Hands on Risc-V (RV32IMAC) assembler : Part 4

Making decisions

Up until now, the microprocessors I have dealt with made decisions using the following pattern:

compare A to B

branch if higher/lower/same etc to somewhere else

The compare instruction is similar to a subtraction however the result is not used but changes to the ALU flags are used to by the subsequent conditional branch instruction to determine whether the branch (jump) is taken or not. Comparison operands typically can be registers or (sometimes) an immediate values.

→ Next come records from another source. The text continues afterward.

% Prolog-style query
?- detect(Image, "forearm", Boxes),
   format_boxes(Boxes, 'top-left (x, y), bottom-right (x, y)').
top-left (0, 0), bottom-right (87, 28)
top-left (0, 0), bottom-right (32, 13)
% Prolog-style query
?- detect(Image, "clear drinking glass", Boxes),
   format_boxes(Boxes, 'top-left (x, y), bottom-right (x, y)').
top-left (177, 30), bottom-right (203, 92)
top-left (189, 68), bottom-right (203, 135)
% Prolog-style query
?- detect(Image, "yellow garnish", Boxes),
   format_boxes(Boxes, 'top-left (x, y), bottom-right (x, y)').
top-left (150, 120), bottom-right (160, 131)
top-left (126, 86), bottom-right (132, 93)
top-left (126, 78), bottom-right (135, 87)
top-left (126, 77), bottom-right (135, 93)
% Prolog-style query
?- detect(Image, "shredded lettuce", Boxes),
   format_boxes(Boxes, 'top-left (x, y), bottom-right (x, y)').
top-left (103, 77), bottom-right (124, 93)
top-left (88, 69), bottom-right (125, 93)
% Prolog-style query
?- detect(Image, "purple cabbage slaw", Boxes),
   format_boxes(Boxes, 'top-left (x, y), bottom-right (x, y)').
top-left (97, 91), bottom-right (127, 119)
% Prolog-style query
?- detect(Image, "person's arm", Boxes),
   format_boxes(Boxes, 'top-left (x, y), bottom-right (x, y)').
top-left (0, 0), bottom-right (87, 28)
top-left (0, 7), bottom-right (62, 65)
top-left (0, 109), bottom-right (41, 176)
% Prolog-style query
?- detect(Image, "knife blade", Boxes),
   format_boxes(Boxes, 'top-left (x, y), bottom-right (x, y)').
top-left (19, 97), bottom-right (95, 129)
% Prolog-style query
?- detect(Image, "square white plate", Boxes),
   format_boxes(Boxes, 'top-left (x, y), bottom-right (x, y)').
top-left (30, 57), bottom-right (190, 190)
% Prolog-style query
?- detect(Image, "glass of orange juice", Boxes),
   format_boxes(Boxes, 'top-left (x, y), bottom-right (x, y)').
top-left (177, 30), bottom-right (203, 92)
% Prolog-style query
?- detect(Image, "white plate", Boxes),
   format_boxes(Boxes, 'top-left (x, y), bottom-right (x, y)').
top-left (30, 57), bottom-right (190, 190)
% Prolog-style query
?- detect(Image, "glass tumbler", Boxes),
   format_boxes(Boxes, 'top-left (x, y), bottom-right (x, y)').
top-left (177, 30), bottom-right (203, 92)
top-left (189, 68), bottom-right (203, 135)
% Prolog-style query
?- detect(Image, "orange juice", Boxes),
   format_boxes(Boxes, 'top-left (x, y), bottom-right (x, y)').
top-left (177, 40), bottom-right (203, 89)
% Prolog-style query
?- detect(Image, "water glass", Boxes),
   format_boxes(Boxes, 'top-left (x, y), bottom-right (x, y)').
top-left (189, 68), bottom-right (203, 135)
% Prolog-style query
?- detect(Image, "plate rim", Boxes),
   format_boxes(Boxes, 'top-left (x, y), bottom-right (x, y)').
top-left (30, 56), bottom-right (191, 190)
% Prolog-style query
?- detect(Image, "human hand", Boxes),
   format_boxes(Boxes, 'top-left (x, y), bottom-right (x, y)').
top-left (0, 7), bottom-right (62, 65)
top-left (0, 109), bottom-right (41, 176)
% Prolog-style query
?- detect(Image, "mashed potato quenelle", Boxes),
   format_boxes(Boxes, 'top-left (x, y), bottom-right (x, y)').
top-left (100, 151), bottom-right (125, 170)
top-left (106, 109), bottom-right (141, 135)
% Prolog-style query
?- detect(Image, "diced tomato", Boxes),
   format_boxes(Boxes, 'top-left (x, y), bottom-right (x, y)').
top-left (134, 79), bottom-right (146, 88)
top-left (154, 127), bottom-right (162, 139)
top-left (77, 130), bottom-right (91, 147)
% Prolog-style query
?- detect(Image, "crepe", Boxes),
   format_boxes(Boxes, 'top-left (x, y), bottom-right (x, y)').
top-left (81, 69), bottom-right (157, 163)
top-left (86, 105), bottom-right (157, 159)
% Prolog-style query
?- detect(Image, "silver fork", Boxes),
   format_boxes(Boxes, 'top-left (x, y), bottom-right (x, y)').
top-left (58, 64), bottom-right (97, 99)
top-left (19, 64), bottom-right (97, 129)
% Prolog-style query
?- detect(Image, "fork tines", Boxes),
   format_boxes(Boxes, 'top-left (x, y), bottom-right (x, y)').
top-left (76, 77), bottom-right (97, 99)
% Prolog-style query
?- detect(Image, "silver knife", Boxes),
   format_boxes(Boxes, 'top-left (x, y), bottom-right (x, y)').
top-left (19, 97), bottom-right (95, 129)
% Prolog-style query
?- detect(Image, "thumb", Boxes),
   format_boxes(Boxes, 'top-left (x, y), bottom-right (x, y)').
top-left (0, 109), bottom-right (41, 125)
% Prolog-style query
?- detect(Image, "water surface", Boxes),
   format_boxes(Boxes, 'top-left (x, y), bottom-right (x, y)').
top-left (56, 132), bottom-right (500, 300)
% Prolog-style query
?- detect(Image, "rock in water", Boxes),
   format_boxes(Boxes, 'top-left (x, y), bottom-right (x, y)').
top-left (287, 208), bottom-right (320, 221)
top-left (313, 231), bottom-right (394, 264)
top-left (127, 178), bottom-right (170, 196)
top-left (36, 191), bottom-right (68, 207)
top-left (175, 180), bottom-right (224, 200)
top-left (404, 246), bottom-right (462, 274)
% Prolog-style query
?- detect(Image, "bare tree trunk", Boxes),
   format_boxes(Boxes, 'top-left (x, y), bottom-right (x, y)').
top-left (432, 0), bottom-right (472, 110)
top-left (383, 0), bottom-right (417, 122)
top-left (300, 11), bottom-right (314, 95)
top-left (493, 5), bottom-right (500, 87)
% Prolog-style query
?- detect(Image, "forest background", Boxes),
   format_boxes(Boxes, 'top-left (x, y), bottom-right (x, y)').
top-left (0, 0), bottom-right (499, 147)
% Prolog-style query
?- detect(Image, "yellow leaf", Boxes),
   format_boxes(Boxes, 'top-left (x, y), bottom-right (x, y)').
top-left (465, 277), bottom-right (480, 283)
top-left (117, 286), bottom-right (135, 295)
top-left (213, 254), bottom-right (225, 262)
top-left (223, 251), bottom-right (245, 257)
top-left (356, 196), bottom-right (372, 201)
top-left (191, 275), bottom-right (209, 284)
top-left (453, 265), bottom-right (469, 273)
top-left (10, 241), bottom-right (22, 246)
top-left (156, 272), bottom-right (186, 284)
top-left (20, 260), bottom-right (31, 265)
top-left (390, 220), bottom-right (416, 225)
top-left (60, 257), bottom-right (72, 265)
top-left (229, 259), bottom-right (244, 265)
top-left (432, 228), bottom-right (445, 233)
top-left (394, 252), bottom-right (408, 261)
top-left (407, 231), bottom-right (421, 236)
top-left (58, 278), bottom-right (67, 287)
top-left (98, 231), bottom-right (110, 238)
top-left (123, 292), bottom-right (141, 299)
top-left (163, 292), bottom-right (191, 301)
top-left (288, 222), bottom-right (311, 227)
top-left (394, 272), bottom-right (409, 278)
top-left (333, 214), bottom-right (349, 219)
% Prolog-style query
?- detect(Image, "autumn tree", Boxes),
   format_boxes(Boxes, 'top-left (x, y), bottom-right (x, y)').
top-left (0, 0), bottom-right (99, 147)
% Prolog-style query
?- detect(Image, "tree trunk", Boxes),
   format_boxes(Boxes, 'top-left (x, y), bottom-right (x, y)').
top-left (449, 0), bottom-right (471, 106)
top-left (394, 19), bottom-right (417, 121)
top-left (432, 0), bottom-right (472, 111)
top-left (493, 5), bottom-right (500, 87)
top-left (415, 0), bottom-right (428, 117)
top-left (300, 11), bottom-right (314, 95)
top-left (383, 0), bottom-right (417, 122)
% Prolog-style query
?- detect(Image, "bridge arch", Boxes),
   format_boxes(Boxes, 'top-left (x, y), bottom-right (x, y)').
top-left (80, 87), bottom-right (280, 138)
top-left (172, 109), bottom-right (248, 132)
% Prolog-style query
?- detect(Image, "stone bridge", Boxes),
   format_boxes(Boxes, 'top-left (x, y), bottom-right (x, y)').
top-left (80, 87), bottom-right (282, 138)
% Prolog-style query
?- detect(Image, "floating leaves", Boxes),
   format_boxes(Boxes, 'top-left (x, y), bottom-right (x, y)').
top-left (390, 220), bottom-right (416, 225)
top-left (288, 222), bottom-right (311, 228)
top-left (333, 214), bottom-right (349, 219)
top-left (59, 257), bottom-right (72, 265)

The RV32IMAC architecture executes the compare and conditional jump operation as a single instruction. Some examples are:

	beq t0,zero,jump2
	bne t0,zero,jump1
	
	blt t0,t1,jump1
	bltu t0,t1,jump2
	ble t0,t1,jump2
	bleu t0,t0,jump1
	
	bgt t0,t1,jump2
	bgtu t0,t0,jump1
	bge t0,t1,jump2
	bgeu t0,t0,jump1
	

Note that conditional branches work with registers only. The destination is a 12 bit signed relative offset expressed in two byte steps. In other words if this is 5 then the actualy offset is 10 bytes away. The first two comparisons above use the zero register in the CPU core as one of the operands. The u suffix on the conditional branch instructions indicates that an unsigned comparison is to be made.